Утром Шурка узнал, что отец привез сала и три пуда муки. Затопили печь. Мать стала жарить лепешки. Отец подтащил к ней колоду и сел возле печки. Авдотья его не гнала, хотя он ей мешал. Он сидел, зажав руки коленями, двигал своими усищами и не сводил с нее глаз.
Две недели была суматоха. Приехала бабка Гребенщикова с сыновьями. Она привезла муки, сала и выпивки. Поговорили о том, почему отец Шурки так долго не ехал, о деде Евграфыче, деде Матвее и бабке.
– Диеспериху, – сказал Шурка, – за то, что разводит на улицах лужи, по-правильному, нужно было бы к стенке, – и все согласились с ним.
Начали пить и закусывать. Скоро мужчины, сняв ремни, надели их через плечо, сели вольно и стали покуривать. Петр пустил дым кольцом, посмотрел на него и сказал:
– Один раз мы стояли в резерфе, а он тут как тут.
Все придвинулись ближе. До позднего вечера братья рассказывали интересные случаи, происходившие с ними во время войны.
Петька с Ванькой теперь не пахали, скот продали и поступили на службу. Они взяли отпуск по случаю того, что вернулся их брат, пропадавший шесть лет.
Скоро начали делать визиты родным. Побывали у Ваньки Акимочкина, у литовки. Потом у себя принимали их. Были на кладбище. Там поклонились могилам, взглянули на обновившийся в прошлом году образочек и поудивлялись.
Потом все три брата отправились к тетке-просвирне, вернулись, и гости уехали. Скоро должна была быть однодневная перепись, и им хотелось в день переписи быть на месте.
– Как здорово вышло, – сказал отец Шурки, – что я подоспел как раз к переписи. Теперь буду записан с семьей.
– И действительно, – стали дивиться все. Шурка порадовался, что не будет записан на хуторе, при огурцах, а Акимочкин мрачно сказал:
– После переписи вы поймете, зачем она делается. Переписывала эту улицу Щербова.
– Вот к вам и я, – объявила она, входя в кухню, и предупредила, что ела чеснок. Она села с листками за столик. У каждого она между прочим расспрашивала о профессии, национальности и о родном языке.
– Под родным языком, – разъясняла при этом она, – понимается тот, на котором опрашиваемый обычно говорит с своей матерью.
– Мы, – сказал Шуркин отец, – извините, но все одной нации и говорим на одном языке.
– Не учите меня, – попросила она и прищурилась.
Шурка смотрел на нее и побаивался, что она его спросит, не он ли крал кур у нее этим летом, но Щербова, глядя в листки, записала еще кое-что о печах и надворных постройках, сложила бумажки, простилась и двинулась к главному.
Скоро опять Шурка начал учиться.

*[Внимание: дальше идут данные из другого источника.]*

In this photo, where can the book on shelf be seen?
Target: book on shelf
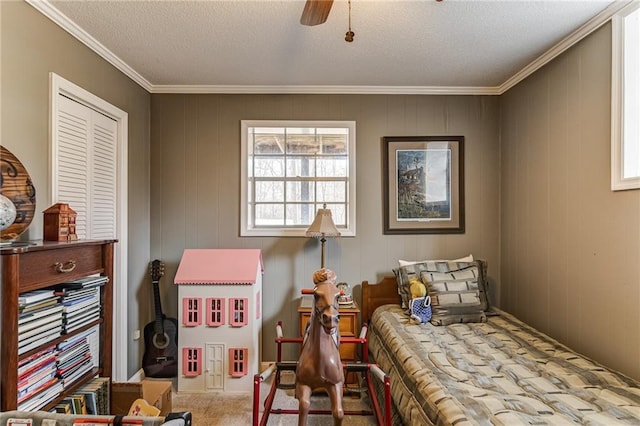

Отец поступил в сельсовет на поселке при сахарном. Кроме того, он писал заявления для тех людей, у которых во время гражданской войны было что-нибудь забрано и им хотелось теперь получить возмещение, и за труды брал натурой. Он был теперь в доме хозяин, Авдотья обо всём с ним советовалась и возилась с ним так, что смешно было видеть, а Шурке теперь от нее был такой же почет, как Маришке с Алешкой, которым она столько лет говорила, что Шурка для них – как отец.
– Ничего себе, – думал он, – здорово.
Ученики его класса дрались с другим классом и всюду носили с собою резинки, к которым привязаны были железные гайки. Они дрались в школе, и вечером, встретясь на улице, снова дрались.